# Thread: Separating system of equations

1. ## Separating system of equations

Hi,

Given a matrix $\displaystyle A = \begin{bmatrix} B & 0 & 0 & -XB \\ 0 & B & 0 & -YB \\ 0 & 0 & B & -ZB \end{bmatrix}$

where $\displaystyle B$ is a non-negative m x n matrix and $\displaystyle X, Y, Z$ are m x m diagonal matrices.

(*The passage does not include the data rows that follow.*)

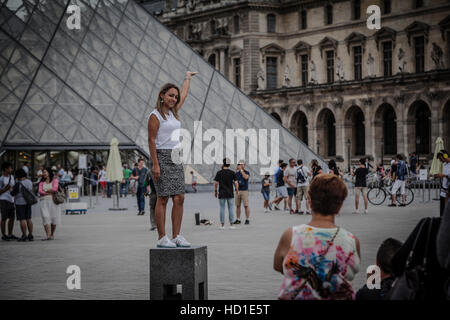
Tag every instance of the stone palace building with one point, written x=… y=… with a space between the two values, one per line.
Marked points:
x=318 y=66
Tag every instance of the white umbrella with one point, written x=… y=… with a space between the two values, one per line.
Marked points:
x=114 y=170
x=437 y=166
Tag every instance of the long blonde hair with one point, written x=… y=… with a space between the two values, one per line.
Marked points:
x=160 y=101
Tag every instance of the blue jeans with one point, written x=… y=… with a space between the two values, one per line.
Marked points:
x=124 y=188
x=230 y=202
x=140 y=197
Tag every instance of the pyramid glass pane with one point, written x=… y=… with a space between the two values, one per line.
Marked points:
x=102 y=81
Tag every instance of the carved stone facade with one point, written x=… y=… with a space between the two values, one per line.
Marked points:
x=344 y=89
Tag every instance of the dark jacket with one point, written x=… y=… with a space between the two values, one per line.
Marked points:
x=437 y=275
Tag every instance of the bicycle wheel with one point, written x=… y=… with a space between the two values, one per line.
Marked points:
x=409 y=196
x=376 y=196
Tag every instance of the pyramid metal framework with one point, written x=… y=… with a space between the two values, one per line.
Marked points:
x=75 y=89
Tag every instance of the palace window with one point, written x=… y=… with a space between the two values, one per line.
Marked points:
x=387 y=58
x=271 y=72
x=330 y=66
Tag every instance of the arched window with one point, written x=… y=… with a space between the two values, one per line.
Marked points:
x=299 y=126
x=271 y=23
x=303 y=20
x=212 y=60
x=423 y=129
x=390 y=130
x=326 y=125
x=329 y=14
x=236 y=24
x=276 y=116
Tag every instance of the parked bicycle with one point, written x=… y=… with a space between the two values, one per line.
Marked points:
x=378 y=194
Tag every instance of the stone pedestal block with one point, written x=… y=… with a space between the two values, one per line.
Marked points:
x=180 y=273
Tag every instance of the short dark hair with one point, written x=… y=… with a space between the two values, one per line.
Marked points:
x=20 y=173
x=327 y=193
x=6 y=165
x=386 y=252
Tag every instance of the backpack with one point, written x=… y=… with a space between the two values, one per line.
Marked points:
x=29 y=197
x=300 y=176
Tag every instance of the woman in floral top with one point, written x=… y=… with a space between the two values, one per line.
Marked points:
x=319 y=259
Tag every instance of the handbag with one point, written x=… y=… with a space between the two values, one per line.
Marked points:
x=29 y=197
x=59 y=196
x=310 y=274
x=411 y=284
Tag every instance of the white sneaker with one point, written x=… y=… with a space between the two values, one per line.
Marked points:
x=180 y=241
x=165 y=242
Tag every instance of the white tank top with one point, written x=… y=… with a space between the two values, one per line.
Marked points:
x=168 y=135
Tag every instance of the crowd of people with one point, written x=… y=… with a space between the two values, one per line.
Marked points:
x=17 y=195
x=319 y=259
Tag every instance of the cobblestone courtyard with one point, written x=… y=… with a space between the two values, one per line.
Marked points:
x=111 y=248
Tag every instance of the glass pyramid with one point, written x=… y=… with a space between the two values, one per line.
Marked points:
x=82 y=87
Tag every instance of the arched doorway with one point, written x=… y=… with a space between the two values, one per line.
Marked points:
x=355 y=131
x=419 y=128
x=299 y=126
x=446 y=126
x=385 y=131
x=326 y=133
x=212 y=60
x=276 y=116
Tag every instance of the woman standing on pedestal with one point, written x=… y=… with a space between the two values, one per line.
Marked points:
x=168 y=175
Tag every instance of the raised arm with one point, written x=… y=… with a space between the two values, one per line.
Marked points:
x=185 y=88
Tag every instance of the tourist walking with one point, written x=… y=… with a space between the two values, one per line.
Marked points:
x=242 y=177
x=303 y=174
x=103 y=181
x=443 y=156
x=138 y=175
x=50 y=212
x=333 y=168
x=124 y=186
x=319 y=260
x=23 y=209
x=194 y=182
x=290 y=179
x=93 y=179
x=167 y=170
x=400 y=182
x=413 y=164
x=7 y=208
x=266 y=183
x=281 y=190
x=276 y=174
x=224 y=182
x=316 y=169
x=360 y=185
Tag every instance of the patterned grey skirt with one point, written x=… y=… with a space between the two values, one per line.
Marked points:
x=171 y=180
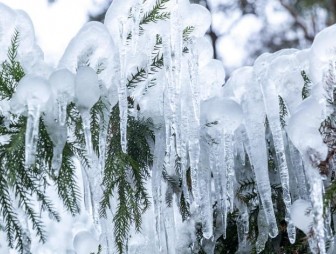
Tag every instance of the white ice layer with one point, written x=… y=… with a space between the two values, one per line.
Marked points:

How would I produce the following:

$\displaystyle \begin{bmatrix} B^T{B} & 0 & 0 & -B^{T}XB \\ 0 & B^T{B} & 0 & -B^{T}YB \\ 0 & 0 & B^{T}B & -B^{T}ZB \\ 0 & 0 & 0 & M \end{bmatrix}$

where $\displaystyle M = M_x + M_y + M_z$
$\displaystyle M_x = B^{T}X^{2}B - (B^{T}XB)(B^{T}B)^{-1}(B^{T}XB)$
$\displaystyle M_y = B^{T}Y^{2}B - (B^{T}YB)(B^{T}B)^{-1}(B^{T}YB)$
$\displaystyle M_z = B^{T}Z^{2}B - (B^{T}ZB)(B^{T}B)^{-1}(B^{T}ZB)$

Starting from:

$\displaystyle A^{T}A = \begin{bmatrix} B^T{B} & 0 & 0 & -B^{T}XB \\ 0 & B^T{B} & 0 & -B^{T}YB \\ 0 & 0 & B^{T}B & -B^{T}ZB \\ -B^{T}XB & -B^{T}YB & -B^{T}ZB & B^{T}X^{2}B + B^{T}Y^{2}B + B^{T}Z^{2}B \end{bmatrix}$

I'm also wondering if the inverses could be avoided somehow, since $\displaystyle B^{T}B$ may not be invertible.